Baca: Meski Ikut Retreat di IPDN, Cecep-Asep Tetap Pegang Kendali Pemerintahan Tasikmalaya

Situasi ini menyorot kembali kompleksitas sistem pengadaan ASN yang, sejak reformasi birokrasi bergulir awal 2000-an, semakin terpusat pada mekanisme nasional. Pemerintah daerah, meskipun memiliki data kebutuhan paling akurat di lapangan, hanya sebatas pengusul kuota, tanpa wewenang dalam menentukan jumlah formasi secara langsung.

“Kami sudah mengajukan kuota sesuai dengan kebutuhan, tapi kewenangan penuh tetap di pusat. Mudah-mudahan ke depan, kebijakan ini bisa lebih fleksibel dan berpihak pada kebutuhan daerah,” ujar Cecep.

Fenomena ini bukan baru. Ketimpangan distribusi ASN di sektor pendidikan telah menjadi masalah sistemik yang mencuat sejak otonomi daerah diberlakukan pada awal abad ke-21. Meski tujuan awal desentralisasi adalah pemerataan pelayanan publik, dalam praktiknya, sektor pendidikan di daerah kerap terpinggirkan karena ketergantungan pada kebijakan pusat.

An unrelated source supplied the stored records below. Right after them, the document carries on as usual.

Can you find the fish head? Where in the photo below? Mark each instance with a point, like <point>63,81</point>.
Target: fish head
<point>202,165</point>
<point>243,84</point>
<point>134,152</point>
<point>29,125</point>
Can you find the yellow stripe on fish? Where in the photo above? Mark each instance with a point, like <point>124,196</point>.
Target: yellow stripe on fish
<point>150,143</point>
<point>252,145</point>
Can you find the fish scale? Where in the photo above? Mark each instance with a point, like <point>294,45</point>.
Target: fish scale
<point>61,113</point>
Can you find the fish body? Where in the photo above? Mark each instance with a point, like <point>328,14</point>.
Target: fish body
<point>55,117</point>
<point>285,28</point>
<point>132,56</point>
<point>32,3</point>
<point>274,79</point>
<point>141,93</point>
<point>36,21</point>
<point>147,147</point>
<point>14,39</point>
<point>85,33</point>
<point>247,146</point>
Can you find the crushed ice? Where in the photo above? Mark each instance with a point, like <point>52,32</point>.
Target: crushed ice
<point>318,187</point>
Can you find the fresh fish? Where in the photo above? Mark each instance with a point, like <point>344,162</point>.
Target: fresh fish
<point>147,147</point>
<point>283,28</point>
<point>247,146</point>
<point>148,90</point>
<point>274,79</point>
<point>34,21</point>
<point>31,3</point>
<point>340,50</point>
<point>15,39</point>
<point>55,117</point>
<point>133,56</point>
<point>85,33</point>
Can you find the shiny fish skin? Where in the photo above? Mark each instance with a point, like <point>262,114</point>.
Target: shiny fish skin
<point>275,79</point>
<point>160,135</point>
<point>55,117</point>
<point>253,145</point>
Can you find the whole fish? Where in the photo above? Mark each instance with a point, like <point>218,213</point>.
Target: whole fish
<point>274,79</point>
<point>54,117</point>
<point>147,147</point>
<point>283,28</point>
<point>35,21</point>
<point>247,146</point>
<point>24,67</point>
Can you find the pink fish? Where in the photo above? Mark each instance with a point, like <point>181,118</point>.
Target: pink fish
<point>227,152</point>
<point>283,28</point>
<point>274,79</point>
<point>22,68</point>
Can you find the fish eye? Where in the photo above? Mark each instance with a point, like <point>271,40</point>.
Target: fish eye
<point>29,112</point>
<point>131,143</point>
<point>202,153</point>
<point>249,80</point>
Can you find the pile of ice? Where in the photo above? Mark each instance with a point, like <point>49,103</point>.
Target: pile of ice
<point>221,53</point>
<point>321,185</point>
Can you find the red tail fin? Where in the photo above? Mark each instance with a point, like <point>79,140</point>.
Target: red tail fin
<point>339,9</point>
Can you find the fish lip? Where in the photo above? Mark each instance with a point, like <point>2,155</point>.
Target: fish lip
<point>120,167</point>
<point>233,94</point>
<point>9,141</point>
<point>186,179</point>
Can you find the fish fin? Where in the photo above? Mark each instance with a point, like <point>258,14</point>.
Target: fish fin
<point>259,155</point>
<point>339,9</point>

Dengan sorotan Bupati Cecep ini, publik kembali diingatkan bahwa di tengah semangat reformasi birokrasi dan digitalisasi pelayanan, masih ada ruang-ruang kelas yang lengang dari guru berstatus ASN. Mereka yang tetap mengabdi meski tanpa jaminan penghasilan tetap, menjadi wajah keteguhan sekaligus ironi pendidikan di pelosok negeri.

error: Content is protected !!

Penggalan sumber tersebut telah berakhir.